Recovering an old Docker registry

March 19, 2022

The background

I once ran into an issue where I had to shut down some VMs on our cloud account due to a corporate restructuring exercise. Things happened too sudden and quickly that we never had the opportunity to back anything up. Almost instantly, we had to log in to the cloud console and stop all instances.

As you’d imagine, by shutting down the servers, we achieved our main goal of suspending the service and cutting down cost. However, we lost all our configurations, backup files, and data - including docker images that were build through a complex CI/CD process.

Later on, I was contracted to revive the application and restore it to its last stable state. Surely it is going to be tedious to rebuild the docker containers, and based on my estimations, it would take at least a week's worth of work to rebuild the containers given that I tend to automate repetitive things on the fly.
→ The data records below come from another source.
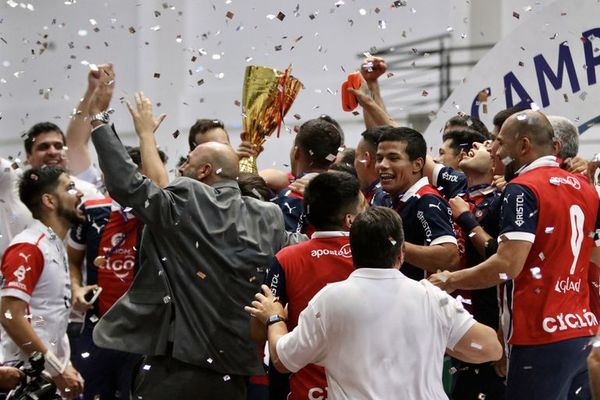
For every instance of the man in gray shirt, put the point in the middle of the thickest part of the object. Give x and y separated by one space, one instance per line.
203 253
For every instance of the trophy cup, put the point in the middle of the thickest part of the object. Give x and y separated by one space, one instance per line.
267 96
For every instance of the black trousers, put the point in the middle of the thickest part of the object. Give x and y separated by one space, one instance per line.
163 377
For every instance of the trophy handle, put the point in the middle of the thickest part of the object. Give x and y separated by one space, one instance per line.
248 164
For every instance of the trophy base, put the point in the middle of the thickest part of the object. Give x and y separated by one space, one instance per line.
249 165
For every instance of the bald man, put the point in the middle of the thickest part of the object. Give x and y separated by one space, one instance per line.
203 254
547 239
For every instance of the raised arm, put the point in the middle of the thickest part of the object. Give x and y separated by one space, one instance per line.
150 203
145 126
79 129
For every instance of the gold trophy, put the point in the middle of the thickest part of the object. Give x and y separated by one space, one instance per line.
267 96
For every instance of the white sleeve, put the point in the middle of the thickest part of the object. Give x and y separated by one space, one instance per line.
306 344
455 320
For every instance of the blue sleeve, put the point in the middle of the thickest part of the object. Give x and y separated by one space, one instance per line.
451 183
276 280
434 216
292 209
519 213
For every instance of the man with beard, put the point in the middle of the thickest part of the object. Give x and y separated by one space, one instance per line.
477 212
203 253
549 220
36 290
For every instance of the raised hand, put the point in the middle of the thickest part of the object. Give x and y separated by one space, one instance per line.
143 120
372 68
103 93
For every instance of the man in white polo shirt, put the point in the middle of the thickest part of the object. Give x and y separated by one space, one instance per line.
379 334
35 294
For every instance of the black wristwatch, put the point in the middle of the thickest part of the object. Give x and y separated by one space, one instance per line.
103 117
273 319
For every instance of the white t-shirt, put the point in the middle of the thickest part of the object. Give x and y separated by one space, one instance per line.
379 335
35 270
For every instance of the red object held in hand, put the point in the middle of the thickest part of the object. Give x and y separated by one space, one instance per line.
349 101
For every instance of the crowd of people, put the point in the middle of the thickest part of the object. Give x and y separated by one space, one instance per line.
378 272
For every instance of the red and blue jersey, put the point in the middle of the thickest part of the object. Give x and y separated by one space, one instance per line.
448 181
427 221
296 274
484 202
558 213
109 234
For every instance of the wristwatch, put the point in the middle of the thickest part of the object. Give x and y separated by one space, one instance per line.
273 319
101 116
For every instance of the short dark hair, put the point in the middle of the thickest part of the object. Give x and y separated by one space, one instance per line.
332 121
463 139
416 147
503 115
38 129
254 186
328 197
344 167
136 155
376 237
348 155
319 140
373 135
34 183
468 122
202 126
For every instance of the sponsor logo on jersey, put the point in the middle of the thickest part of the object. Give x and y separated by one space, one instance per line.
343 251
117 239
317 393
562 322
567 285
20 273
519 209
449 177
569 180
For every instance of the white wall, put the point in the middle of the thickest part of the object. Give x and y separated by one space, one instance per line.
329 43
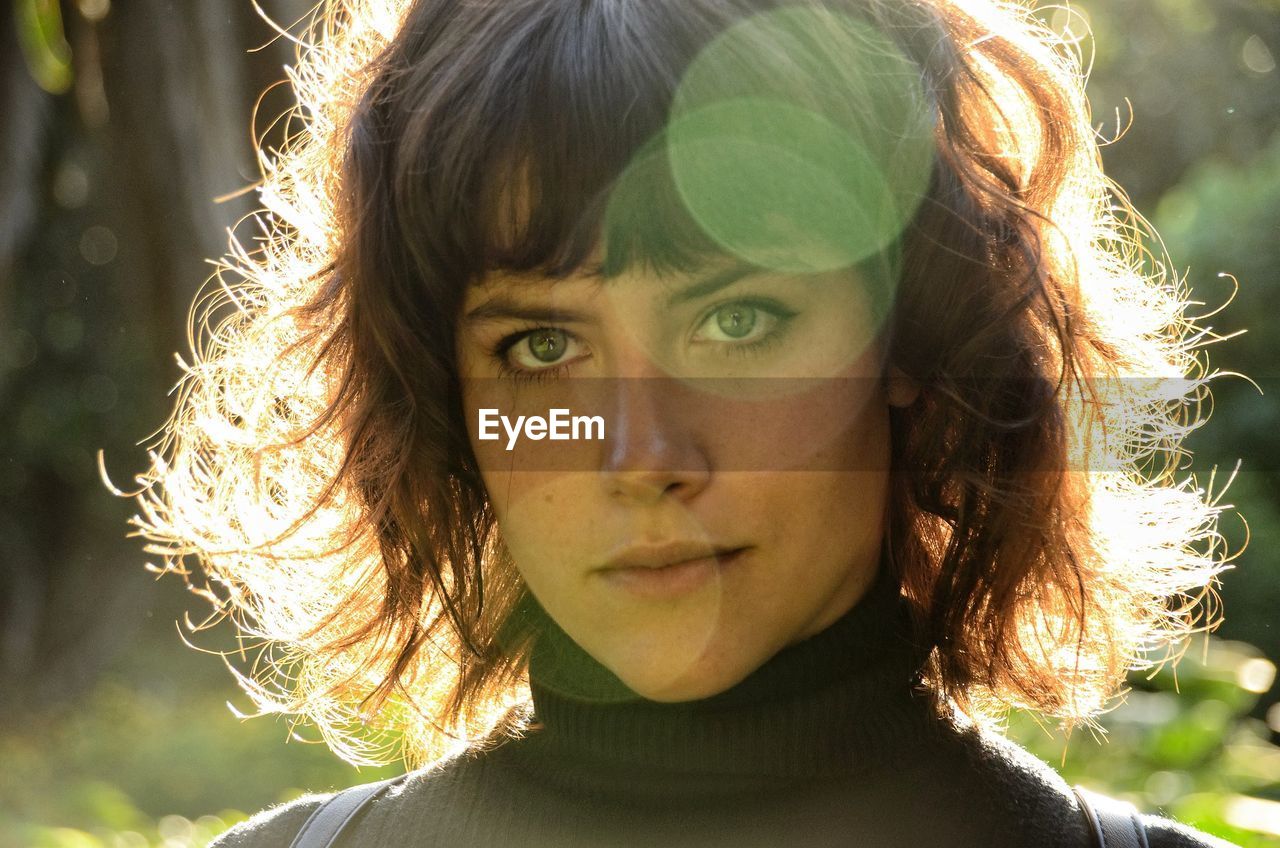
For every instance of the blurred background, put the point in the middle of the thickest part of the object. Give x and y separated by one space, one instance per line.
126 150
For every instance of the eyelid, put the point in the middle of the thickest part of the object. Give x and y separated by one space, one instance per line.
764 304
504 345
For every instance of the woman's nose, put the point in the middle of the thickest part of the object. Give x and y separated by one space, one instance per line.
652 448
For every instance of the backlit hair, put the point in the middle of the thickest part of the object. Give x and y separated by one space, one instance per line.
316 483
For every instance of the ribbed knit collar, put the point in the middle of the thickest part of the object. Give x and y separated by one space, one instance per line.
832 705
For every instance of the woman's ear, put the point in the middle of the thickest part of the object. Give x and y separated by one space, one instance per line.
901 390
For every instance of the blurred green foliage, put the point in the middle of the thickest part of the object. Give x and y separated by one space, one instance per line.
133 767
1182 743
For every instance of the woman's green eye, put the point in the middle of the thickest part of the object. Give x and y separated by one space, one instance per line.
736 320
547 345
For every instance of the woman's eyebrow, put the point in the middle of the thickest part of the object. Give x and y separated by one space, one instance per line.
503 306
713 283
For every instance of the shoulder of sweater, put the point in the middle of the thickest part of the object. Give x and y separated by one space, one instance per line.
1034 783
272 828
275 826
1166 833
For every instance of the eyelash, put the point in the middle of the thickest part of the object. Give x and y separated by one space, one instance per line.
778 311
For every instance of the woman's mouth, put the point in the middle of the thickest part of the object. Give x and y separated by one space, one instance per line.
668 570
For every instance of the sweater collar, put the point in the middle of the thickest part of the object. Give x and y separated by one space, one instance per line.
833 703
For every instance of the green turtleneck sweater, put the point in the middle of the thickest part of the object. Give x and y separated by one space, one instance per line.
828 743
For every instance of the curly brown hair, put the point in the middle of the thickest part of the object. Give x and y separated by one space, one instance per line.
319 470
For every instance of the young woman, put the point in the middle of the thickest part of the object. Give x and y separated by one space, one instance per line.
691 423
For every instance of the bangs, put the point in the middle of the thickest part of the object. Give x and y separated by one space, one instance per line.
522 142
659 135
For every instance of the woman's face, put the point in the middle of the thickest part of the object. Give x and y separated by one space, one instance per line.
735 504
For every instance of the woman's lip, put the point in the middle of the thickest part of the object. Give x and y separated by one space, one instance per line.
662 556
673 579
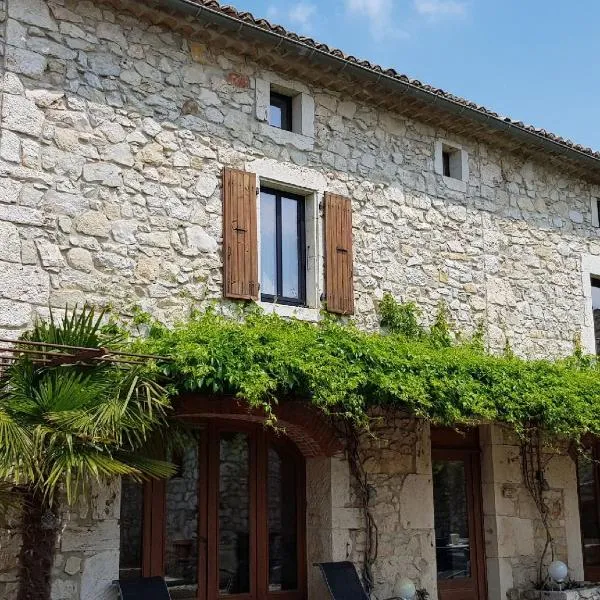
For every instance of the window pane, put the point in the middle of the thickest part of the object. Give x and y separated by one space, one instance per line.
596 309
132 515
283 534
289 248
181 545
453 548
268 245
234 514
275 115
588 510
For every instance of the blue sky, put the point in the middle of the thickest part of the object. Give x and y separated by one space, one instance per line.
533 60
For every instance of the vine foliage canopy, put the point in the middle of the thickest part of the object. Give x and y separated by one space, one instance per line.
342 370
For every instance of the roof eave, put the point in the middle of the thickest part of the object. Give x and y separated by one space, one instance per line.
214 17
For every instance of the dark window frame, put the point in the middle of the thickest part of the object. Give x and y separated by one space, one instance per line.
595 283
591 569
278 297
285 105
446 163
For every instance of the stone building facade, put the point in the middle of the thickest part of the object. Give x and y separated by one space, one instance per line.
117 121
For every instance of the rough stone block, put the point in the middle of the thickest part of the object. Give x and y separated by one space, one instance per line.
21 115
34 12
24 283
26 62
14 315
416 502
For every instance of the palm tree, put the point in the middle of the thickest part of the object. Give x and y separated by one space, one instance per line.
64 426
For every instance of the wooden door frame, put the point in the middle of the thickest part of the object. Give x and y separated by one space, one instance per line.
154 520
451 445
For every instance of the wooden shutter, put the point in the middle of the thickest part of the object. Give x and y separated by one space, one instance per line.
338 254
240 247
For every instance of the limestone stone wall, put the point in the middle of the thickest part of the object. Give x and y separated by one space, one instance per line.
113 135
514 533
397 462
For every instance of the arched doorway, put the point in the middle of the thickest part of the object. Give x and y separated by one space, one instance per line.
231 523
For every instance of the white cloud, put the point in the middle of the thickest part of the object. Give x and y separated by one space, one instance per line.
301 14
379 15
440 8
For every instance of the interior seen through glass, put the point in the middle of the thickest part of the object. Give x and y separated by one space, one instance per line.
280 262
234 514
181 531
588 510
282 507
268 244
596 311
289 248
453 546
131 522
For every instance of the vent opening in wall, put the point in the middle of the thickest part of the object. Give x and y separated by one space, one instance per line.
451 162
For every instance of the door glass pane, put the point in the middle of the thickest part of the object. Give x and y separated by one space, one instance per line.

In my case, thankfully the internal node of the cluster that was shut down had not expired and I could start it. This particular VM was the node running a local docker registry and all its files are stored on the host path itself.

In this article I’m going to demonstrate the steps I took to retrieve the containers of our application so I can revive it quickly without having to rebuild.

The problem

We used to a run a bare metal Kubernetes cluster with multiple nodes. The cluster had a single master node and a single internal-purposes node aside from all the other worker nodes. A private docker registry was running in that internal node with a host path folder mounted onto the registry pod.

As I returned to the cloud console, I realised the master node had already expired and was no longer available for me to renew. In fact, all other nodes were gone except that particular internal node. With the master node gone, we were unable to restore the ingress controller that was directing traffic through a domain name into the private registry. The registry was simply not accessible.

The solution

The solution was simple enough yet it took some tinkering to achieve a simple and straightforward method. The solution was to rely solely on the host’s docker and forget about Kubernetes.

I logged in to the server and made sure all mounted volumes were intact. Next, I copied those files somewhere locally for safe keeping. In fact, I even made a backup copy on the server itself. I do this as a safety measure in case I need to revert while experimenting with the registry.

At this point, waking the original registry image that was running in the Kubernetes cluster would only cause you to run into a tonne of issues since the network (master) layer is gone. If you manage to do so, it would have taken some tinkering. Instead, I created a brand new registry and mounted the backup folder that I created onto it. The trick is in navigating your way around it, so let's begin.

The steps

Step 1: Run a new registry container and configure it to point to the mount folder used in the previous configuration. For this, I followed Docker's official documentation.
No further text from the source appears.